It would require as much, or more, power to drown out a TV broadcast signal at the source. I believe many of the old towers were 200kW-1000kW so it would have taken one hell of a pirate signal if interfering close to the main source. However, RF follows the same principle as light using the inverse square law so the further you get from the primary transmitter, the signal quickly becomes exponentially weaker for any receiver.
If you had a TV transmitter on a small hill that is a fair distance away from the target audience, like many were, splitting the distance with a directional antenna wouldn’t require nearly as much power from the pirate signal to overtake the original transmission.
If I wanted, I could interfere with ham radio signals with as little as a watt of power (in my immediate local area) even though people might be communicating through a ham radio repeater that transmits at a couple of thousand watts that is many miles away. (It’s actually a permitted emergency technique to “break into” active conversations. Actually, other ham radio operators are familiar with what interference sounds like, even for signals that can’t fully overtake a transmission. It’s customary to stop the conversation if detected and wait for the “break”.)

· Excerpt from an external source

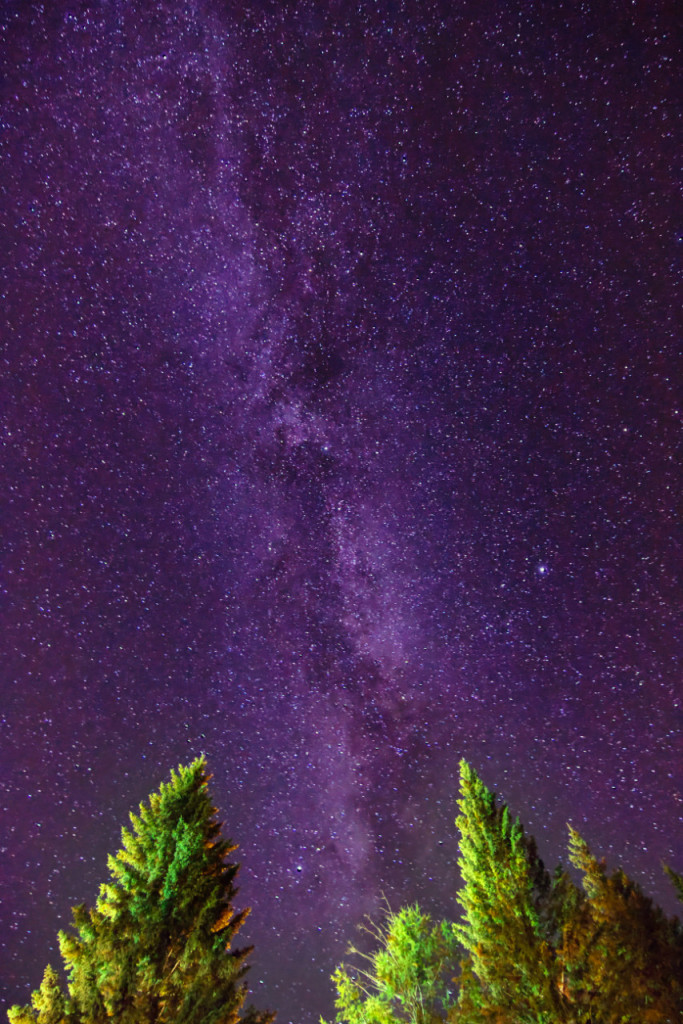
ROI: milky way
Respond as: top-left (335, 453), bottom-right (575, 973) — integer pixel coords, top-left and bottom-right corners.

(sorry to add even more; I just made another comment about this and I am familiar with most of these concepts.)
Actually, that would be much easier. TV stations back then mostly received shows via satellite dish. Pointing a low power directional antenna directly at the dish’s LNB would work great. Satellite transmissions weren’t strong and were rarely encrypted back then so that would theoretically be super easy if you knew your RF and deep RF knowledge was much more common place +30 years ago.
I am not sure if they used point-to-point microwave antennas back then for TV, but it would be the same concept. (Microwave antennas are typically the round, cylindrical looking, covered antennas we see all over the place today.)